The film's script was written by Paul Bales, who was tasked with updating the story so that it would take place in 1975. The decision was also made to give the titular whale abilities that Melville's whale did not, such as the capability to travel on land. In an interview with Media Mikes, Bostwick described the production as "one of those ten day jobs where I did it just to see if I could do it" and that he created the harpoon gun used in the end of the film after being handed a spear gun purchased at a yard sale. Of this choice, Bostwick stated that "I didn’t want to be embarrassed by the fact that they only had a dollar and a quarter, you know, to make that movie. I still have that gun mounted in my workshop. I felt the gun had to be something reflective of the character...much larger than life."

== Release ==
2010: Moby Dick was released direct to video in the United States on November 23, 2010.

== Reception ==
Dread Central rated the film at 2 1/2 out of 5, criticizing the choice to add 2010 into the film's title and stating that some viewers could find some "schlock value" but warned that they may "mash the fast forward button between the first and last fifteen minutes". Kevin Carr of 7M Pictures was more favorable, as they felt that it was "silly and it's fun, and it actually plays better than most of the Asylum knock-offs." Paul Constant of The Stranger also wrote a favorable review, noting that "It's perfect distracted holiday viewing. Watch it while you're drunkenly wrapping presents."

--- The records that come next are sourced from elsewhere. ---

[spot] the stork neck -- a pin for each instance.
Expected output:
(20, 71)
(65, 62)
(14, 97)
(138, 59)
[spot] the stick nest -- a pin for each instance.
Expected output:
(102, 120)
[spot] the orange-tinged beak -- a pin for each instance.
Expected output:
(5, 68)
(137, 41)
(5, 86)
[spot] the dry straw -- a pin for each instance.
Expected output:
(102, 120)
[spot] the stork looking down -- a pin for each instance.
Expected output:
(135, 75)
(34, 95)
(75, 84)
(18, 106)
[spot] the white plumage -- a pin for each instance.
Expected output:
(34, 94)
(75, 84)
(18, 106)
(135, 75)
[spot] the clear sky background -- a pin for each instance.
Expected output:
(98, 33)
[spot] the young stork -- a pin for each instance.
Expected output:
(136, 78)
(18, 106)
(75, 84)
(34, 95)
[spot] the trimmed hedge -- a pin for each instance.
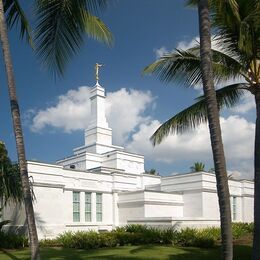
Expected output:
(141, 234)
(11, 241)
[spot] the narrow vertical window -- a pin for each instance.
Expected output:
(99, 207)
(234, 208)
(88, 206)
(76, 206)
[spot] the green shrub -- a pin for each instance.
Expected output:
(194, 237)
(240, 229)
(9, 240)
(50, 243)
(108, 239)
(211, 232)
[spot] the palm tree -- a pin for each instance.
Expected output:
(59, 34)
(236, 57)
(198, 167)
(166, 72)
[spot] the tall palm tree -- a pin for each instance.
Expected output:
(236, 57)
(60, 26)
(166, 72)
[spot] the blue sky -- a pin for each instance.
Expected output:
(141, 30)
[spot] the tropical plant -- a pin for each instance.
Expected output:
(60, 26)
(186, 67)
(236, 57)
(198, 167)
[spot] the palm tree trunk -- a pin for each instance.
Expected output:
(256, 241)
(215, 130)
(18, 137)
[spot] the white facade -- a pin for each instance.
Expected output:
(102, 186)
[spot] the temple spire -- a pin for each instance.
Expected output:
(97, 66)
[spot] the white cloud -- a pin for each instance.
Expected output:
(185, 45)
(160, 52)
(195, 145)
(132, 128)
(246, 104)
(124, 109)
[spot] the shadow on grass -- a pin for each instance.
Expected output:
(9, 254)
(146, 252)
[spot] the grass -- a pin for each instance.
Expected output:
(242, 252)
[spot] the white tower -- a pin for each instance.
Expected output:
(98, 135)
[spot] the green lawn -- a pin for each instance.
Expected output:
(242, 252)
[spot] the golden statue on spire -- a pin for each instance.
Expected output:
(97, 66)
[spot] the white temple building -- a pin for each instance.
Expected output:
(102, 186)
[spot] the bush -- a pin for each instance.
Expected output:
(108, 239)
(9, 240)
(194, 237)
(139, 235)
(50, 243)
(80, 239)
(240, 229)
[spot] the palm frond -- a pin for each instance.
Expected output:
(15, 16)
(183, 67)
(196, 114)
(60, 29)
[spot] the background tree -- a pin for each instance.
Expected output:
(59, 30)
(198, 167)
(168, 70)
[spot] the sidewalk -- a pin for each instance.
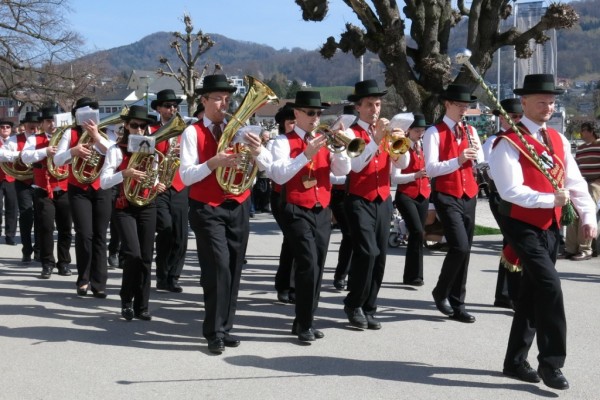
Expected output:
(56, 345)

In an article for the Journal of Film and Video David Dowling wrote that "The crass spectacle the film makes of the whale’s animality and agency is not uniformly sophomoric, however. One scene in particular, shot with tongue in cheek, is simultaneously self-referential and critical, calling attention to its own place within the trappings of a campy third-rate action monster movie, while also mocking the well-meaning piety of whale watchers as embodying yet another equally blind androcentric understanding of the whale."